Here’s the earlier post:

Following up on last week’s post about Polish poet Wisława Szymborska, I want to talk about another Eastern European poet, Charles Simic, who was born in 1939 in what was then Yugoslavia.  I first read his poems in about 1970, when I was just beginning to write seriously, and his work opened doors in my mind that I didn’t even know were there.  That first excitement only deepened over time.  The tone reminds me some of Szymborska’s in its humor in the face of great tragedy.  But Simic’s work also summons up the magic of fairy tales–the impossible described very matter-of-factly.  In addition to his numerous books of poetry, he’s also published several that collect his essays and memoir fragments, which I find as compelling as his poems.  He won the Pulitzer prize in poetry for a collection of prose poems, The World Doesn’t End, which remind me of Joseph Cornell’s boxed assemblages.  Simic wrote an insightful book on Cornell’s work, and I think of Simic’s poems as similar to those boxes.  I’m including here one of the earliest poems of his I read, from Dismantling the Silence, one  about wartime from The Book of Gods and Devils, a prose poem from The World Doesn’t End, and three brief prose passages from his memoirs.

Simic didn’t arrive in this country until he was sixteen.  Why has he always written in English, and not his native Serbian? “For poetry to be used as an instrument of seduction, the first requirement is that it be understood.

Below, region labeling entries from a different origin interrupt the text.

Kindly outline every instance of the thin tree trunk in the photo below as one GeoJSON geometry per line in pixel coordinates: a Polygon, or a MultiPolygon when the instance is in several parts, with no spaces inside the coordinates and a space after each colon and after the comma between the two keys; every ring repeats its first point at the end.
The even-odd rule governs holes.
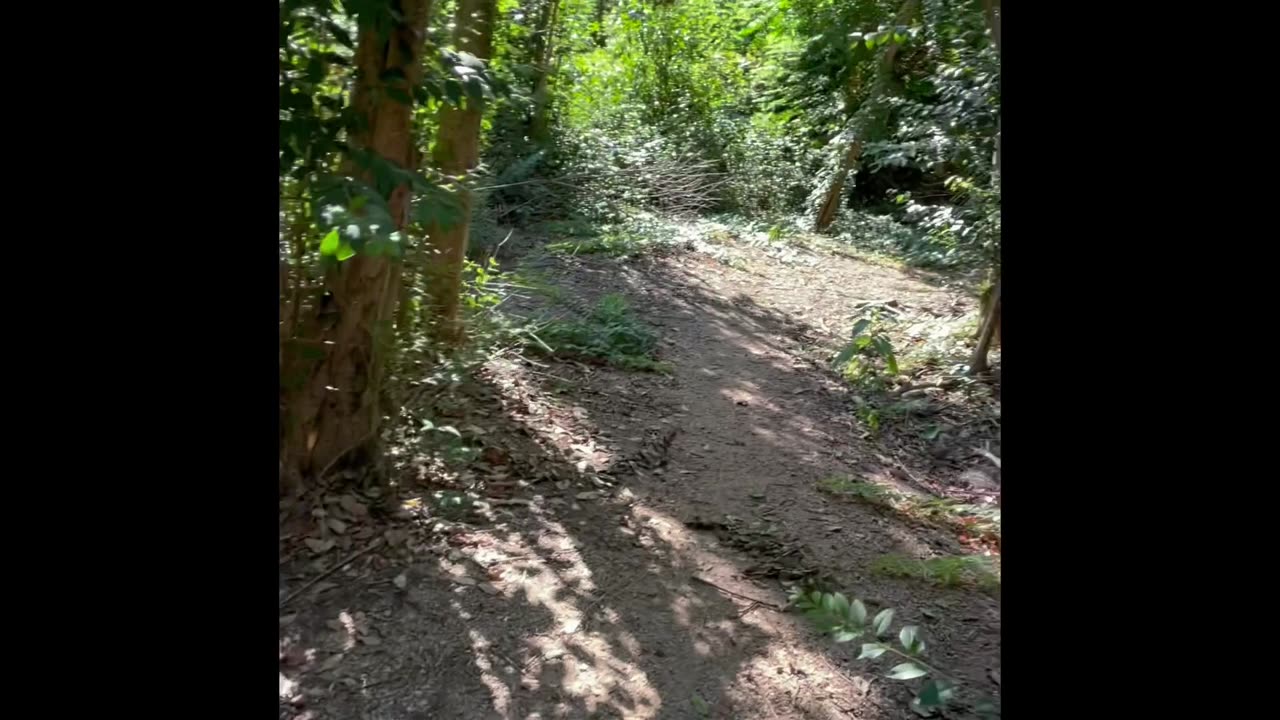
{"type": "Polygon", "coordinates": [[[535,58],[536,76],[534,78],[534,114],[529,124],[529,137],[539,146],[547,145],[548,111],[550,110],[552,56],[554,55],[556,19],[559,14],[559,0],[545,0],[541,27],[539,28],[538,54],[535,58]]]}
{"type": "MultiPolygon", "coordinates": [[[[893,24],[906,24],[911,19],[911,15],[915,13],[919,4],[919,0],[906,0],[902,3],[902,6],[897,10],[897,15],[893,18],[893,24]]],[[[814,232],[826,232],[827,228],[831,227],[831,223],[836,222],[836,215],[840,214],[840,205],[844,200],[845,182],[851,173],[858,172],[858,163],[861,160],[863,141],[867,140],[867,136],[872,131],[888,120],[888,105],[883,102],[883,99],[895,87],[893,61],[897,59],[897,42],[891,42],[888,47],[884,49],[884,54],[881,56],[879,65],[876,68],[876,82],[872,85],[870,94],[864,101],[864,106],[859,109],[860,111],[863,111],[861,120],[854,129],[854,137],[850,140],[849,150],[841,159],[840,167],[836,169],[836,174],[831,178],[831,184],[827,186],[822,205],[818,208],[818,213],[814,217],[814,232]],[[874,105],[867,106],[867,102],[872,102],[874,105]]]]}
{"type": "Polygon", "coordinates": [[[988,370],[987,354],[991,350],[991,341],[996,337],[1000,327],[1000,281],[996,281],[991,291],[991,301],[987,313],[982,318],[982,331],[978,333],[978,345],[969,356],[969,374],[980,375],[988,370]]]}
{"type": "MultiPolygon", "coordinates": [[[[402,168],[413,165],[412,108],[383,91],[380,78],[399,70],[408,94],[421,78],[419,61],[430,0],[390,0],[402,18],[392,32],[362,28],[356,47],[358,79],[351,105],[364,118],[352,142],[402,168]]],[[[351,168],[348,164],[348,169],[351,168]]],[[[404,227],[408,187],[392,191],[388,205],[404,227]]],[[[356,255],[324,279],[325,293],[289,338],[282,369],[287,411],[282,482],[316,479],[339,461],[366,459],[378,445],[379,391],[393,347],[392,316],[399,264],[356,255]]]]}
{"type": "MultiPolygon", "coordinates": [[[[495,0],[458,0],[454,18],[454,44],[458,50],[489,59],[494,5],[495,0]]],[[[480,161],[480,108],[470,97],[463,108],[445,105],[440,109],[431,158],[436,169],[445,176],[465,176],[480,161]]],[[[462,261],[471,229],[471,190],[463,184],[457,199],[458,220],[448,227],[438,223],[429,225],[425,245],[425,310],[431,336],[444,345],[460,343],[463,331],[458,316],[458,293],[462,290],[462,261]]]]}
{"type": "Polygon", "coordinates": [[[607,0],[595,0],[595,33],[593,40],[596,47],[604,47],[604,13],[608,10],[607,0]]]}
{"type": "MultiPolygon", "coordinates": [[[[1000,0],[983,0],[983,14],[987,17],[987,27],[991,31],[991,41],[996,46],[996,56],[1000,56],[1000,0]]],[[[992,159],[996,172],[995,182],[1000,182],[1000,118],[996,118],[996,156],[992,159]]],[[[978,345],[969,357],[969,373],[982,374],[988,369],[987,355],[991,351],[992,340],[997,345],[1004,343],[1000,322],[1000,268],[996,268],[996,284],[991,295],[984,299],[982,325],[978,329],[978,345]]]]}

No American girl was likely to fall for a guy who read her love poems in Serbian as they sipped Coke.”

 

FORK

This strange thing must have crept
Right out of hell.
It resembles a bird’s foot
Worn around the cannibal’s neck.

As you hold it in your hand,
As you stab with it into a piece of meat,
It is possible to imagine the rest of the bird:
Its head which like your fist
Is large, bald, beakless, and blind.

*

TWO DOGS
for Charles and Holly

An old dog afraid of his own shadow
In some Southern town.
The story told me by a woman going blind,
One fine summer evening
As shadows were creeping
Out of the New Hampshire woods,
A long street with just a worried dog
And a couple of dusty chickens,
And all that sun beating down
In that nameless Southern town.

It made me remember the Germans marching
Past our house in 1944.
The way everybody stood on the sidewalk
Watching them out of the corner of the eye,
The earth trembling, death going by…
A little white dog ran into the street
And got entangled with the soldiers’ feet.
A kick made him fly as if he had wings.
That’s what I keep seeing!
Night coming down. A dog with wings.

*

[untitled]

We were so poor I had to take the place of the
bait in the mousetrap.  All alone in the cellar, I
could hear them pacing upstairs, tossing and turn-
ing in their beds.  “These are dark and evil days,”
the mouse told me as he nibbled my ear.  Years
passed.  My mother wore a cat-fur collar which
she stroked until its sparks lit up the cellar.

*

One night the Gestapo came to arrest my father.  This time I was asleep and awoke suddenly to the bright lights.  They were rummaging everywhere and making a lot of noise.  My father was already dressed.  He was saying something, probably cracking a joke.  That was his style.  No matter how bleak the situation, he’d find something funny to say.  Years later, surrounded by doctors and nurses after having suffered a bad heart attack, he replied to their “how’re you feeling sir” with a request for some pizza and beer.  The doctors thought he had suffered brain damage.  I had to tell them this was normal behavior for him.

*

There was an old cemetery nearby [where Simic lived with his pregnant mother in Belgrade during WW II] with a huge church, and beyond it the fairgrounds, where supposedly, they were shooting German prisoners.  We met a pack of children on the way who said that they were from the circus.  It was true.  There used to be a circus tent on the fairgrounds in the early years of the war, but now only a few trailers were left on its edge.  These were odd-looking children.  They wore the strangest clothes–unmatched, wrong-sized costumes–and they jabbered, speaking a foreign language among themselves.
“Show him what you can do,” said my friend, who had met them before.  They obliged.  A little boy stood on his hands.  Then, he removed one hand and was left for a moment standing on the other.  A thin, dark-eyed, dark-haired girl leaned back until her head emerged from between her legs.  “They have no bones,” my friend whispered.  The dead have no bones, I thought.  They fall over like sacks of flour.

*

All able men were conscripted and the fighting was fierce.  Belgrade was a city of the wounded.  One saw people on crutches on every corner.  They walked slowly, at times carrying a mess kit with their daily ration.  There were soup kitchens in which people got their meals.  Once, chased by a friend, I rounded the corner of my street at top speed and collided with one of these invalids, spilling his soup on the sidewalk..  I won’t forget the look he gave me.  “Oh child,” he said softly.  I was too stunned to speak.  I didn’t even have the sense to pick up his crutch.  I watched him do it himself with great difficulty.